Is Brisket High in Calories? It Depends on the Cut

Brisket’s calorie count depends heavily on which part you’re eating and how much fat is left on. A 3-ounce serving of lean brisket flat trimmed of visible fat comes in at about 169 to 188 calories, which is comparable to flank steak and top round. That makes it one of the leaner beef cuts available. But leave the fat cap on or grab slices from the fattier point end, and the numbers climb quickly.

Flat vs. Point: Two Very Different Cuts

A whole brisket has two muscles: the flat and the point. The flat is the leaner, more uniform slab that most people picture when they think of sliced brisket. The point sits on top of the flat, marbled with significantly more intramuscular fat, and is what typically gets chopped or turned into burnt ends.

The nutritional gap between them is substantial. In a 4-ounce serving, both the flat and point deliver roughly 20 grams of protein. But the point packs around 20 grams of fat per serving, while the flat has only about 3 grams. That’s a difference of roughly 120 calories in just 4 ounces, almost entirely from fat. If you’re watching calories, sticking to the flat and trimming visible fat is the single most effective move you can make.

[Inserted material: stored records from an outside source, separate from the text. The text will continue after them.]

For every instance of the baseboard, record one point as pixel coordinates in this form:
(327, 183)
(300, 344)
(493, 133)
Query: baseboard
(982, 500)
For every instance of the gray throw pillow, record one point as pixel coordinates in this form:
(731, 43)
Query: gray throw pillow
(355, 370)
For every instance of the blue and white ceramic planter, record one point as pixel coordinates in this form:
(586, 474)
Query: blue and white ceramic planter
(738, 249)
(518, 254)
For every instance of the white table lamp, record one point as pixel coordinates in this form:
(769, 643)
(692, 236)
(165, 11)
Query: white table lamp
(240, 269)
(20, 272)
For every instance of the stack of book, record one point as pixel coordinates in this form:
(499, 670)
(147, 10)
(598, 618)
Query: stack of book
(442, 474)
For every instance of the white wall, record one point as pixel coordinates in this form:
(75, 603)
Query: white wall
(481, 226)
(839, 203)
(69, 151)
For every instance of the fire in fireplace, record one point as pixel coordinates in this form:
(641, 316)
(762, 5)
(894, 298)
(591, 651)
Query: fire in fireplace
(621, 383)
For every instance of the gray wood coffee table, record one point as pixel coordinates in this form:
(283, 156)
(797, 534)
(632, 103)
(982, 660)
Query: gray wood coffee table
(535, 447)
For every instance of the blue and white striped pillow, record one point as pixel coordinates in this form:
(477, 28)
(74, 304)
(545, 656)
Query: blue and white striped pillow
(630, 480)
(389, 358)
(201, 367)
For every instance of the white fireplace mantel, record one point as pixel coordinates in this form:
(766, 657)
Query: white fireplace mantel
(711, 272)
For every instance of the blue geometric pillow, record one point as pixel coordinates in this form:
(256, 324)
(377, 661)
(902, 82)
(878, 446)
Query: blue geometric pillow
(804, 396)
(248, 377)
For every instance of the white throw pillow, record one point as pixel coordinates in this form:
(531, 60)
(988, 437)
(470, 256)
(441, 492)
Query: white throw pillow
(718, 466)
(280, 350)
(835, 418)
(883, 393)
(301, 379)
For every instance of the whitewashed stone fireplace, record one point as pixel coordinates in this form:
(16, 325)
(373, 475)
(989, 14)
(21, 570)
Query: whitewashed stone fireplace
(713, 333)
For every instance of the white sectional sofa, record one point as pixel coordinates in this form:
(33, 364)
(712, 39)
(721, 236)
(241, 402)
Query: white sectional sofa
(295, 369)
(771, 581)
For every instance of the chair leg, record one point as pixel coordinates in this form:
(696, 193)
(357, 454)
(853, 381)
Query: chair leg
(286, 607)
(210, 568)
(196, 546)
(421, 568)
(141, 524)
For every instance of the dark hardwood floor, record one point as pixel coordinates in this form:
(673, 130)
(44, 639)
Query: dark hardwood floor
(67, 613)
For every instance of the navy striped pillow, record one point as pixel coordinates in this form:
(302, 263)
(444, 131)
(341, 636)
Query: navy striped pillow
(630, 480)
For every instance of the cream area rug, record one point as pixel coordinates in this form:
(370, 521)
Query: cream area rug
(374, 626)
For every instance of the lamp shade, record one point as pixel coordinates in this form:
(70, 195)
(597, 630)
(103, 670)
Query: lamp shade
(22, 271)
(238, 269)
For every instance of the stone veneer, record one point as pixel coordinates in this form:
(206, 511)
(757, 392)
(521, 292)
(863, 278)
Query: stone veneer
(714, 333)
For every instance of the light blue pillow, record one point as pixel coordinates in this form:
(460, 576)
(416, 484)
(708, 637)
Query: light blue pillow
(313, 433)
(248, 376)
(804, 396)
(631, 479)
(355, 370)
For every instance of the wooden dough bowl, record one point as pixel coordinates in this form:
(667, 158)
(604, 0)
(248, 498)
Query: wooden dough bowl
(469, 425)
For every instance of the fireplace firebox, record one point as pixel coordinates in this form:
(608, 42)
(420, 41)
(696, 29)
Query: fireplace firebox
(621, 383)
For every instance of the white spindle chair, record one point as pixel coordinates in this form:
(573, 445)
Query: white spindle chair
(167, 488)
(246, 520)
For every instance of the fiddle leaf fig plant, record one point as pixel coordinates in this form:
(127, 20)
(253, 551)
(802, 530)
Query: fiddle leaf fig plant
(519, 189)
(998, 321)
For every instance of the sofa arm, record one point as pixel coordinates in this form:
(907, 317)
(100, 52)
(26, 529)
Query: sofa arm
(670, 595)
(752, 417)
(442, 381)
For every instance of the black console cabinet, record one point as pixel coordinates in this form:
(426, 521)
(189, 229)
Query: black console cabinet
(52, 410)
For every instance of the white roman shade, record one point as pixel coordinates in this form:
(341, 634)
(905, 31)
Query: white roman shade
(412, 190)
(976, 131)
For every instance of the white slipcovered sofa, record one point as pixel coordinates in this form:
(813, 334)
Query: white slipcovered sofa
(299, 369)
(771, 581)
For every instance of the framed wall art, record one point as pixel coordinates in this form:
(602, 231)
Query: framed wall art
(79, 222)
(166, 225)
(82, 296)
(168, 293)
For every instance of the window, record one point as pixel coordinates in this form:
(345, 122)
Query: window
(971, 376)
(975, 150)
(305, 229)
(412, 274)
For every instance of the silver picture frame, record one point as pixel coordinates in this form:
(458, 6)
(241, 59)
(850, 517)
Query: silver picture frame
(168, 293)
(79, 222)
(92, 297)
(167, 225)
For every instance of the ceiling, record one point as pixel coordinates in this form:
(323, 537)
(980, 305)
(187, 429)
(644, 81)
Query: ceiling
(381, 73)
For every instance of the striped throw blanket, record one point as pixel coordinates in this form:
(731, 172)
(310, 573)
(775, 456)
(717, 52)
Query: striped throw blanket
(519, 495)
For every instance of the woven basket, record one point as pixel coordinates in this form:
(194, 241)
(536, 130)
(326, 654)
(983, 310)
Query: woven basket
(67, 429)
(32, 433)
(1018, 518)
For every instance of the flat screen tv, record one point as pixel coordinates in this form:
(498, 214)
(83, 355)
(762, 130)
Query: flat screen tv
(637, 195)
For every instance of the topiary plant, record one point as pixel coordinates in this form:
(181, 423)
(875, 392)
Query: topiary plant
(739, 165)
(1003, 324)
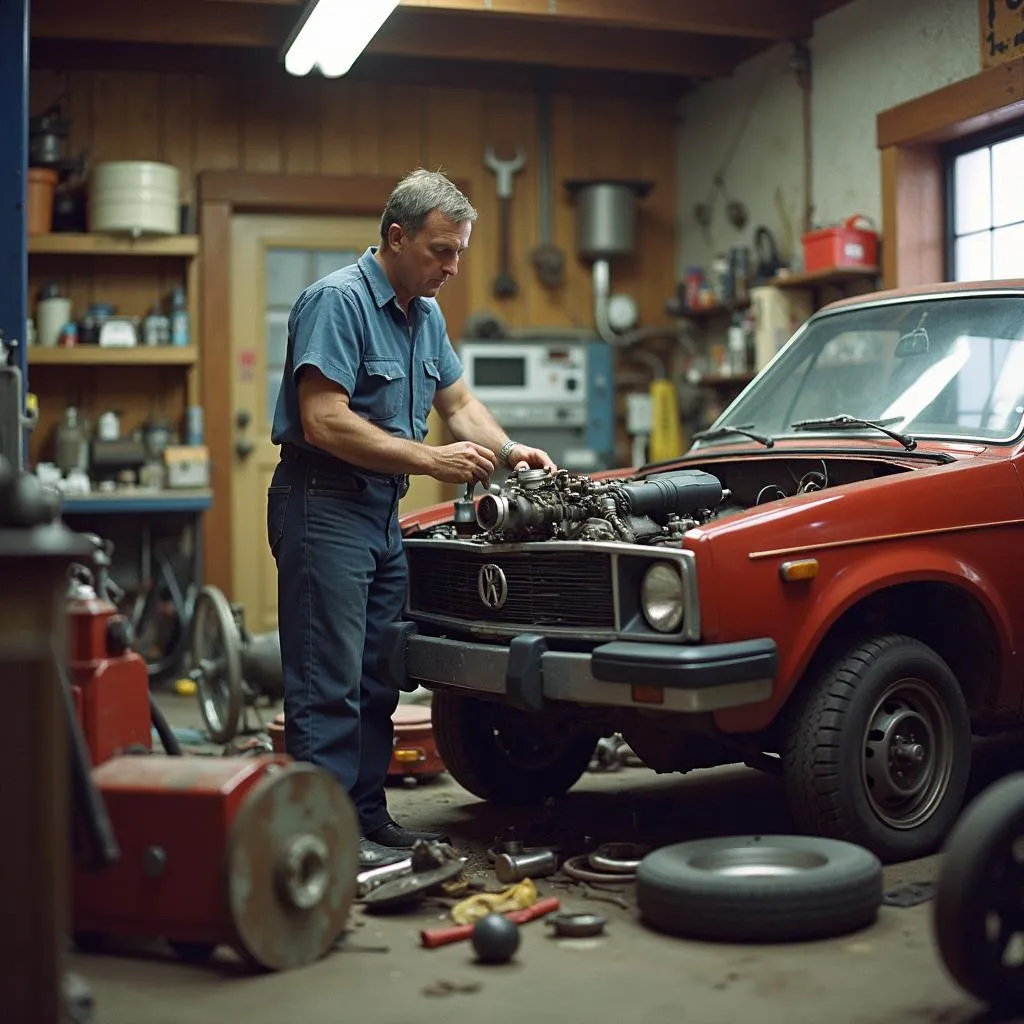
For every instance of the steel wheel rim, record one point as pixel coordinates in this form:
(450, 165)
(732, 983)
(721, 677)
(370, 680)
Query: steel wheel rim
(998, 927)
(907, 754)
(527, 744)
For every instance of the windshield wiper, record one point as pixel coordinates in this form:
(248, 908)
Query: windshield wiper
(845, 422)
(742, 428)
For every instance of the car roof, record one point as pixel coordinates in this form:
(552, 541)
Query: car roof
(938, 290)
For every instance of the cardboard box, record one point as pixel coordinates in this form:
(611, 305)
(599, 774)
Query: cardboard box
(777, 313)
(187, 466)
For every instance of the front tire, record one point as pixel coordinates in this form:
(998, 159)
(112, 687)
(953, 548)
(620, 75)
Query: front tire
(507, 756)
(879, 750)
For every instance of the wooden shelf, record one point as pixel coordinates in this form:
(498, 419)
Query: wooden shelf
(113, 245)
(147, 355)
(725, 380)
(834, 275)
(708, 312)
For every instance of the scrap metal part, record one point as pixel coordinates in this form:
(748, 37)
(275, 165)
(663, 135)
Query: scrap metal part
(292, 864)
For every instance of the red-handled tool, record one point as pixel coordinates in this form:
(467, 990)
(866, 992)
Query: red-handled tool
(431, 938)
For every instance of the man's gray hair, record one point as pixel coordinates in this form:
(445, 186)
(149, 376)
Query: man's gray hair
(417, 195)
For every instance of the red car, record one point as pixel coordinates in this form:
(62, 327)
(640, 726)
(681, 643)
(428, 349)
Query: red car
(827, 586)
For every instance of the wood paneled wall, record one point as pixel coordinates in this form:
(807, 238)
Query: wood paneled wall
(274, 123)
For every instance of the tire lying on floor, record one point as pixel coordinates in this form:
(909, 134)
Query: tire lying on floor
(978, 918)
(760, 888)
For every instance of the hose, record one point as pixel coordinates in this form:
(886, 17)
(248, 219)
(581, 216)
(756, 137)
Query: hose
(171, 745)
(94, 844)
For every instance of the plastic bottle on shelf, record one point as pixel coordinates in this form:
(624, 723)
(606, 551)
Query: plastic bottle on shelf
(179, 317)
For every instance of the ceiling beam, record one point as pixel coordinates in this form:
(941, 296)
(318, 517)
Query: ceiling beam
(435, 35)
(740, 18)
(771, 19)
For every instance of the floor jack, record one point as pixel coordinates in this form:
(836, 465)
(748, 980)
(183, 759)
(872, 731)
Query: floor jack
(259, 854)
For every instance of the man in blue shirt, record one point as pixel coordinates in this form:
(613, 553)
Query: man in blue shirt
(368, 356)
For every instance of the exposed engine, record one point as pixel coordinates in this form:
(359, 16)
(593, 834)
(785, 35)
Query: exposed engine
(538, 505)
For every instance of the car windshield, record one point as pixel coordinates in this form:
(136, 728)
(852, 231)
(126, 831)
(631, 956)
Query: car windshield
(941, 368)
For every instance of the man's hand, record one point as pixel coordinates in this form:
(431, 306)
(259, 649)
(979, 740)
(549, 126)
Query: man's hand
(462, 462)
(526, 458)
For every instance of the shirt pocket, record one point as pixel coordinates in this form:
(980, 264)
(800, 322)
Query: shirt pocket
(425, 391)
(384, 391)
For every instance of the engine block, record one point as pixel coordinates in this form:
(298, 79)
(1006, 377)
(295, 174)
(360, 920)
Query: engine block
(539, 505)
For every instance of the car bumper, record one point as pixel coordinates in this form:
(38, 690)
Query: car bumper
(681, 678)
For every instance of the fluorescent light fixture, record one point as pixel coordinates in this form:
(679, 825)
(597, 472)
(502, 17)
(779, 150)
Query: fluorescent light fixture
(333, 33)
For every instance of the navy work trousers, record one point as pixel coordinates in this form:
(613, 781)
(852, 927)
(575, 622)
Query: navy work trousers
(341, 580)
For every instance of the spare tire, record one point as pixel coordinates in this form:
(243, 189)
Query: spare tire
(760, 888)
(977, 916)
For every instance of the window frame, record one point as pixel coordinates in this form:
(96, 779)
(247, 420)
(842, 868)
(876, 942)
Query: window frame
(948, 154)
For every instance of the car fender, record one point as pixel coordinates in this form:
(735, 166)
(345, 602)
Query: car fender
(847, 588)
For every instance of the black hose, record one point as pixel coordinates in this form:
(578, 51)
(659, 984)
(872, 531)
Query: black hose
(94, 844)
(171, 745)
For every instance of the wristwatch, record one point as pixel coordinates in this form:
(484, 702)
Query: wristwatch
(506, 452)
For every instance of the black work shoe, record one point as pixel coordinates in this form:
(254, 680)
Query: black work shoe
(394, 837)
(374, 855)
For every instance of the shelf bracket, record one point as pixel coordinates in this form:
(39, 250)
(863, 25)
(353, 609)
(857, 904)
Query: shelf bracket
(13, 172)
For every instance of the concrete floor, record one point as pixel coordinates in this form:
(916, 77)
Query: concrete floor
(888, 973)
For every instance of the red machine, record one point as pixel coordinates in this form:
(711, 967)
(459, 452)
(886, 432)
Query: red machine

Per 100 grams of braised brisket flat with some fat left on (trimmed to about 1/8 inch), you’re looking at approximately 289 calories, 18 grams of fat, and 29 grams of protein. Trim it closer and choose a leaner grade, and that drops to around 200 calories per 100 grams.

How Brisket Compares to Other Beef Cuts

USDA data for 3-ounce cooked servings tells a clear story. Trimmed brisket flat is actually one of the leanest options at the butcher counter:

  • Brisket flat (trimmed, choice grade): 188 calories, 8g fat
  • Flank steak: 171 calories, 8g fat
  • Top round: 171–190 calories, 7–9g fat
  • Tenderloin (filet mignon): 223–232 calories, 14–15g fat
  • Strip steak (top loin): 213–236 calories, 13–16g fat

Trimmed brisket flat has fewer calories than tenderloin and strip steak, two cuts most people think of as premium and relatively lean. The surprise for many people is that filet mignon carries nearly twice the fat of a well-trimmed brisket flat. Grade matters too. Select grade brisket flat runs about 169 calories per 3-ounce serving, while choice grade hits 188, since higher grades have more marbling.

What Makes Brisket Calorie Counts Unpredictable

The numbers above are for the meat itself, braised without added sauces or rubs. In practice, brisket calories can vary widely depending on preparation. A thick, sweet barbecue sauce adds sugar. A heavy dry rub with brown sugar contributes calories that don’t show up in plain beef nutrition data. And the cooking method matters: smoked brisket served at a barbecue restaurant often comes with a generous fat cap still attached, because that’s what keeps the meat moist during a long cook.

Portion size is the other wildcard. A standard nutrition serving is 3 ounces, roughly the size of a deck of cards. A typical plate of barbecue brisket often runs 6 to 8 ounces or more, which means you could easily be eating 400 to 600 calories of meat before sides. If those slices are from the point rather than the flat, the total climbs higher still.

Fat and Protein in Perspective

Brisket is a strong protein source regardless of the cut. You get about 29 grams of protein per 100 grams of cooked meat, which is on par with chicken breast in protein density, though with more fat. The fat content is where the health math gets more nuanced. Beef fat is roughly half saturated fat, and dietary guidelines recommend keeping saturated fat below 10% of daily calories. On a 2,000-calorie diet, that’s about 20 grams per day.

A 3-ounce serving of trimmed brisket flat with 8 grams of total fat contains roughly 3 to 4 grams of saturated fat, a manageable amount that leaves plenty of room in your daily budget. A larger portion of untrimmed point, with its 20-plus grams of total fat per 4-ounce serving, eats into that budget much faster. This doesn’t make brisket unhealthy, but it does mean the cut you choose and the amount you eat make a real difference.

Keeping Brisket Lower in Calories

If you enjoy brisket and want to keep the calorie count reasonable, a few choices matter more than others. Choose the flat over the point. Trim visible fat before or after cooking. Keep portions closer to 4 to 6 ounces rather than the heaping plates common at barbecue joints. Use rubs based on salt, pepper, and spices rather than sugar-heavy blends. And if you’re adding sauce, use it sparingly or on the side.

Brisket’s reputation as a heavy, indulgent food comes largely from how it’s served, not from the meat itself. A trimmed flat is a lean, protein-dense cut that holds its own against any steak at the grocery store.